The Hurt Locker and Selma are not about women, they’re about people. Bigelow and DuVernay didn’t get the job becuase they were women, but because they were the right person for the job.
Also, if a film about a woman is directed by a man, it doesn’t mean the film will be bad or would have been better if the it was directed by a woman. There have been dozens of female heroines directed by men like Sarah Connor (The Terminator), Ellen Ripley (Alien), Beatrix Kiddo (Kill Bill), and Furiosa (Mad Max: Fury Road) that were brought to life by male directors.
No matter the gender or race, the best person for the job should get the job. It’s that simple. A woman can direct a movie about a man and a man can direct a movie about a woman. It shouldn’t matter if the director is a man or a woman or black or white. As long as their work is good and a proper fit, they should direct the film. That is real feminism.

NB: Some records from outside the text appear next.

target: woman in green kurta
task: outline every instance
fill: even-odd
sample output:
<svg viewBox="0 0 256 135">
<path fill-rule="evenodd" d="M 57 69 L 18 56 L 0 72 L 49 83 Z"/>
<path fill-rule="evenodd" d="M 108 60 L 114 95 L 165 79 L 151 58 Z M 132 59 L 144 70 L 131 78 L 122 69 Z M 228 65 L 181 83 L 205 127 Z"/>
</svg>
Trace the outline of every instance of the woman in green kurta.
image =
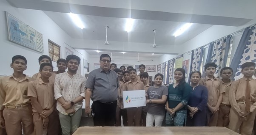
<svg viewBox="0 0 256 135">
<path fill-rule="evenodd" d="M 185 81 L 184 69 L 176 69 L 174 79 L 176 82 L 170 85 L 168 88 L 165 123 L 169 126 L 182 127 L 186 123 L 187 104 L 192 88 Z"/>
</svg>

1. Figures reported from Box Office Mojo. [https://www.boxofficemojo.com/movies/?id=wonderwoman.htm]
2. Fleming, M. (2017). Ava DuVernay set to direct Disney’s ‘A Wrinkle in Time’; script by Frozen’s Jennifer Lee. Deadline, Deadline, 23 February 2016.
3. Hornady, A. (2017). ‘Wonder Woman’ saves the day, in more ways than one. The Washington Post, WP Company, 31 May 2017.
4. Kit, B. (2018). ‘Black Widow’ movie finds director in Cate Shortland (exclusive). The Hollywood Reporter, The Hollywood Reporter, 30 October 2018.
5. McIntosh, S. (2018). Mulan: Niki Caro to direct Disney’s live action remake. BBC News, BBC, 16 February 2018.
6. Mendelson, S.(2018). Cathy Yan to direct Margot Robbie’s Harley Quinn/’Birds of Prey’ movie for DC films. Forbes, 17, April 2018.
7. Raup, J. (2018). Greta Gerwig to direct Little Women starring Meryl Streep, Emma Stone, Saoirse Ronan, Timotheè Chalamet & more. The Film Stage,19 July 2018.
8.. Figures reported from Rotten Tomatoes. [https://www.rottentomatoes.com/m/lady_bird]
9. Verhoeven, B. (2015). Elizabeth Banks in talks to direct new ‘Charlie’s Angles’ film for sony. TheWrap, TheWrap, 15 September 2015.